Chrysler Group LLC (FIATY.PK): Chrysler reported October U.S. sales at 114, 512, representing a 27 percent increase as compared to the previous year and its best October sales month since 2007. This is good news for the company after a majority of its skilled-trade workers vote against its tentative UAW labor agreement last week. While local UAW leaders are still looking a contract ratification, the “no” vote could the drive meetings back to the negotiating table.
Honda Motor Co. Ltd. (NYSE:HMC): Honda said on Monday that its fiscal second quarter operating profit plummeted 68 percent to ¥$52.5 billion ($693 million) vs. analysts’ ¥63.5 billion forecast. Net profit dove 55 percent to ¥60.43 billion with revenue only dropping 16 percent to ¥$1.9 trillion. The company, affected by a strong yen and the Thailand floods, has withdrawn its annual guidance for earnings and global sales.

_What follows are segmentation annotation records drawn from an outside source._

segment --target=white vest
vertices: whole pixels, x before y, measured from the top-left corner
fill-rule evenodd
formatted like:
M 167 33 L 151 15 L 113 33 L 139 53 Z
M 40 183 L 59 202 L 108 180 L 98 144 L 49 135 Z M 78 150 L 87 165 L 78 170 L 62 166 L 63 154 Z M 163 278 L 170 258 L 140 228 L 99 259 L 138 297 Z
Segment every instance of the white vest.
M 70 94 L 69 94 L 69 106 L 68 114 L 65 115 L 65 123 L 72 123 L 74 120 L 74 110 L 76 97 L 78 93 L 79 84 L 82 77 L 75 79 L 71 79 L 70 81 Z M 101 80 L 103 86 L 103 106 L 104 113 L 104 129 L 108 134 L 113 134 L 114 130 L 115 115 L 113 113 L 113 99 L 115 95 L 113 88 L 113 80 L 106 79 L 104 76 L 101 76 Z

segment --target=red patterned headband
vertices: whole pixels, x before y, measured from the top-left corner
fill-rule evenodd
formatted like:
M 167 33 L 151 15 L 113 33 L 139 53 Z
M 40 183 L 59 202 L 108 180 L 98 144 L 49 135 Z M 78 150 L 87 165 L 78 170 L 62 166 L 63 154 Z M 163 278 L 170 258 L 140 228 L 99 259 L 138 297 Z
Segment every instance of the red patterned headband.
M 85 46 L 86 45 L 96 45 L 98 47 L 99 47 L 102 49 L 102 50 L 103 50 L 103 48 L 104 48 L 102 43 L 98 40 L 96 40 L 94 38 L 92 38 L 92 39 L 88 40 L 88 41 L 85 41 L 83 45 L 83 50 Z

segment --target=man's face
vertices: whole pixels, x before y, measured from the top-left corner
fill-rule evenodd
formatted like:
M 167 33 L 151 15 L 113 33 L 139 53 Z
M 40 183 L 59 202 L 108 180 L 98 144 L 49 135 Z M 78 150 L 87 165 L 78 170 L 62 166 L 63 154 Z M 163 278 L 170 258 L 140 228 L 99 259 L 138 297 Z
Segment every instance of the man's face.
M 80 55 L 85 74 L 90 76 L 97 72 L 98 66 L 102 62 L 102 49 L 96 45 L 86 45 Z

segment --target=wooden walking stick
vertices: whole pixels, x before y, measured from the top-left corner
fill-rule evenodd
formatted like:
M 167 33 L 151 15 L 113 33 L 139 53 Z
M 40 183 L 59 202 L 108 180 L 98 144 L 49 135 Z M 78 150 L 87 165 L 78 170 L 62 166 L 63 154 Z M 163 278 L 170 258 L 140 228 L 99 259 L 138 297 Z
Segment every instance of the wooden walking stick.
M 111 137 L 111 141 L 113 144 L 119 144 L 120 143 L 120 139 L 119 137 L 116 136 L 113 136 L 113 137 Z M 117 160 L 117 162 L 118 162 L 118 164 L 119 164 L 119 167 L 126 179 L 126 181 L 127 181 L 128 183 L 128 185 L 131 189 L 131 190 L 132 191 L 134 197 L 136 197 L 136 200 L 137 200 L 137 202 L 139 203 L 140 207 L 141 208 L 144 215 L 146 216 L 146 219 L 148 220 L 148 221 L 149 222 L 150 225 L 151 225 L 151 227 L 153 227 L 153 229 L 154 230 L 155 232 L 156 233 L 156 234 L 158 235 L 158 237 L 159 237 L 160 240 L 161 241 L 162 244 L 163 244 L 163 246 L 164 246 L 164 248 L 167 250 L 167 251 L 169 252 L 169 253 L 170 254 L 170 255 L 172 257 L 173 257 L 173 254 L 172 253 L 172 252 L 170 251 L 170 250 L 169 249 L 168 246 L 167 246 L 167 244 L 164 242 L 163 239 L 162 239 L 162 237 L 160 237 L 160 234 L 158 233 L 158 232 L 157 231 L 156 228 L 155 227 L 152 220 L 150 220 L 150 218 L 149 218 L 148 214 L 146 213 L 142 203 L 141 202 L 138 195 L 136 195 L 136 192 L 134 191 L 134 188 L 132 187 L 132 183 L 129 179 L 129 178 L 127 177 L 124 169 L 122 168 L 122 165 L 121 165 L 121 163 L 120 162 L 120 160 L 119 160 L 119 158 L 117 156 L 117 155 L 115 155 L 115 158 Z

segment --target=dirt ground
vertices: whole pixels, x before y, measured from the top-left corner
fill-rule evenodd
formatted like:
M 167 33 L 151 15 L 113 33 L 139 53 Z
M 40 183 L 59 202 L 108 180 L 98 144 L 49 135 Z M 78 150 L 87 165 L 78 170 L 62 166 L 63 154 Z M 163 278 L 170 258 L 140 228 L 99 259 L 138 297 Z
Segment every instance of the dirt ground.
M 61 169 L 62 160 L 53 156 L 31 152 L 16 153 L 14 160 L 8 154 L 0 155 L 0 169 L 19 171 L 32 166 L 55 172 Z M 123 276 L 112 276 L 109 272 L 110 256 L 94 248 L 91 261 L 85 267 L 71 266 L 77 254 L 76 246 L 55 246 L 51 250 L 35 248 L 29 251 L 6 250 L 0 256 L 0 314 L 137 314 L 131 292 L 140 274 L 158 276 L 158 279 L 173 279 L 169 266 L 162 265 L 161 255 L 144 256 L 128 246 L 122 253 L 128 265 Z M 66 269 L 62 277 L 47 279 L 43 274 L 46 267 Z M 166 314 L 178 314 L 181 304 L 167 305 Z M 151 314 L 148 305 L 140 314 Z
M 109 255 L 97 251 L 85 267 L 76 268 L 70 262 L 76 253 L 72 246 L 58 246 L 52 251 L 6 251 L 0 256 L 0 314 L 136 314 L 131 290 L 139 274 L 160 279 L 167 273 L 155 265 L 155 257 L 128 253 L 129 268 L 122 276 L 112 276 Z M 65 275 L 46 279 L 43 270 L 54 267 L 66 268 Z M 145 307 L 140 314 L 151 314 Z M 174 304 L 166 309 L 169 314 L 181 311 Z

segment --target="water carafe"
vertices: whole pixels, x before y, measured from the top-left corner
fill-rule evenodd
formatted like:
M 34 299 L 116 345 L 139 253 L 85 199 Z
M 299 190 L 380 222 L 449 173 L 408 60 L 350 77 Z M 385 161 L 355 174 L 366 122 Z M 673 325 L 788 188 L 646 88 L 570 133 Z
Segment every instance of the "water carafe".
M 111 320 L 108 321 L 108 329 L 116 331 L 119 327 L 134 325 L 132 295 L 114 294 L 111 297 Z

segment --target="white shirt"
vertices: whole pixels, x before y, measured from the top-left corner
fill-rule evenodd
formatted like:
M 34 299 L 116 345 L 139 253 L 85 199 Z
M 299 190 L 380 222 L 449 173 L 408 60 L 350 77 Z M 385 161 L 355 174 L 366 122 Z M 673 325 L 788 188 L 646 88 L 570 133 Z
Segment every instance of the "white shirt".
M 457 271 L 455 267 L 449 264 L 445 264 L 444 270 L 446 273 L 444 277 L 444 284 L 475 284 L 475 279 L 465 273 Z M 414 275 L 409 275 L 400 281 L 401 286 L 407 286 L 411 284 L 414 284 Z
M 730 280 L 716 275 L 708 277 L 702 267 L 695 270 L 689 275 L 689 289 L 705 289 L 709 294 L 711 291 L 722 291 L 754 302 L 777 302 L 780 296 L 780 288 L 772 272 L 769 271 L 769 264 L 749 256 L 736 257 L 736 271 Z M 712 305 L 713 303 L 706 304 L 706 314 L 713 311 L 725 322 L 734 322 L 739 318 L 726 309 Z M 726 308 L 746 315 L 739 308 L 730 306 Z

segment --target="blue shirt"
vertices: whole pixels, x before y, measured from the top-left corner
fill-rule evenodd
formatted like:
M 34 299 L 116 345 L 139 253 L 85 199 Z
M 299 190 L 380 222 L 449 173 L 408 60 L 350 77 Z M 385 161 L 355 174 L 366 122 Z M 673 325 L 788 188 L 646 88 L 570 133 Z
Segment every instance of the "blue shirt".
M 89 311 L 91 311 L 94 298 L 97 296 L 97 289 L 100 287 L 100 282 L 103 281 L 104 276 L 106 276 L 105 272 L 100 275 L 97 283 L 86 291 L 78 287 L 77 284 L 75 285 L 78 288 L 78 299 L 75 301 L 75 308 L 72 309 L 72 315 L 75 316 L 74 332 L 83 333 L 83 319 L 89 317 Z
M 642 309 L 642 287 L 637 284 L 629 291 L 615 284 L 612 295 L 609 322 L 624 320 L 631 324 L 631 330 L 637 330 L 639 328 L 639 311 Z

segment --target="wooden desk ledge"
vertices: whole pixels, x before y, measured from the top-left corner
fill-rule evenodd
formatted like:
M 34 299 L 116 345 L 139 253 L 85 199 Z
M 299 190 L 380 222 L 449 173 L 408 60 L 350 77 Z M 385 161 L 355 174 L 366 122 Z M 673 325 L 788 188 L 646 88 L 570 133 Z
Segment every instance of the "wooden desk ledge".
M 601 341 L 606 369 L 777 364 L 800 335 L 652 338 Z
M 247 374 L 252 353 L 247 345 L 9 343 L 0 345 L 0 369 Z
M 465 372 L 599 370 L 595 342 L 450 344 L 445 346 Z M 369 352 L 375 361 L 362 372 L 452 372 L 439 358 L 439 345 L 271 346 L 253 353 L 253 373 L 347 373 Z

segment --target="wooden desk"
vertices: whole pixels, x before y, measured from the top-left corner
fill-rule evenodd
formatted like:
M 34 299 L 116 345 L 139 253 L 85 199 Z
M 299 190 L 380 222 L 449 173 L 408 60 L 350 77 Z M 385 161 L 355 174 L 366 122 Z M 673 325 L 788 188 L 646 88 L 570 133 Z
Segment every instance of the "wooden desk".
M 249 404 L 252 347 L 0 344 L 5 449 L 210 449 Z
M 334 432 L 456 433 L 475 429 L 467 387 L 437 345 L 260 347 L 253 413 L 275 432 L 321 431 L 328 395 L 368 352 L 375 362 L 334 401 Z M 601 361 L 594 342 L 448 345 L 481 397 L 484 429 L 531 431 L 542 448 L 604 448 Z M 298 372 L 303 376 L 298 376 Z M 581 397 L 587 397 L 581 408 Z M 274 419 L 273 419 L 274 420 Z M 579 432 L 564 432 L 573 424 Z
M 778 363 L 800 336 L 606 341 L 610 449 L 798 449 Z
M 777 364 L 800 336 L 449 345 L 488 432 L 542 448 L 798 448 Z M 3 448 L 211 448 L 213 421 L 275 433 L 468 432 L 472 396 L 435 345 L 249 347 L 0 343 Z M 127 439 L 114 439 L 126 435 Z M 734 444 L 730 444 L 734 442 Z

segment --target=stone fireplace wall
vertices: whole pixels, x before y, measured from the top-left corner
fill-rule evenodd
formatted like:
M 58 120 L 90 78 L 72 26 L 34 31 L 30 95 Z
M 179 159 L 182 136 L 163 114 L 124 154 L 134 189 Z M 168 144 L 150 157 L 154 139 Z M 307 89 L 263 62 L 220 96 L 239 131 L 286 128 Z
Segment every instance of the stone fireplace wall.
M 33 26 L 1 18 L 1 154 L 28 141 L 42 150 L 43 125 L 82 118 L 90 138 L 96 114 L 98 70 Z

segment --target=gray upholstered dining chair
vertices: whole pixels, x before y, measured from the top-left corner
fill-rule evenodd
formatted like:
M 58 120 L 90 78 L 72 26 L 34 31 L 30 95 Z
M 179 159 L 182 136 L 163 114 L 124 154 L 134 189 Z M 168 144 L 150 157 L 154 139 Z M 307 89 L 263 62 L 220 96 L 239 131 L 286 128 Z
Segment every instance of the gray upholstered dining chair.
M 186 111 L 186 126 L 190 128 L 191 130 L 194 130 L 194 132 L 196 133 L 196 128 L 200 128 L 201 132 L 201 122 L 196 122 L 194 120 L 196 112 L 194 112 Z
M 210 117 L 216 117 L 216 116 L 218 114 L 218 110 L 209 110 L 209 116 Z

Toyota (NYSE:TM): Toyota, along with other major automakers, are facing parts shortages from suppliers in flood-torn Thailand and are cutting back on production. This comes at a bad time as Japan, recovering its own natural disaster problems from the spring , faces supply chain problems at home. Further evidence from the Thailand fallout, included Toyota recently stopping overtime weekday pay at some domestic factories and seven group assembly companies in response to lower output.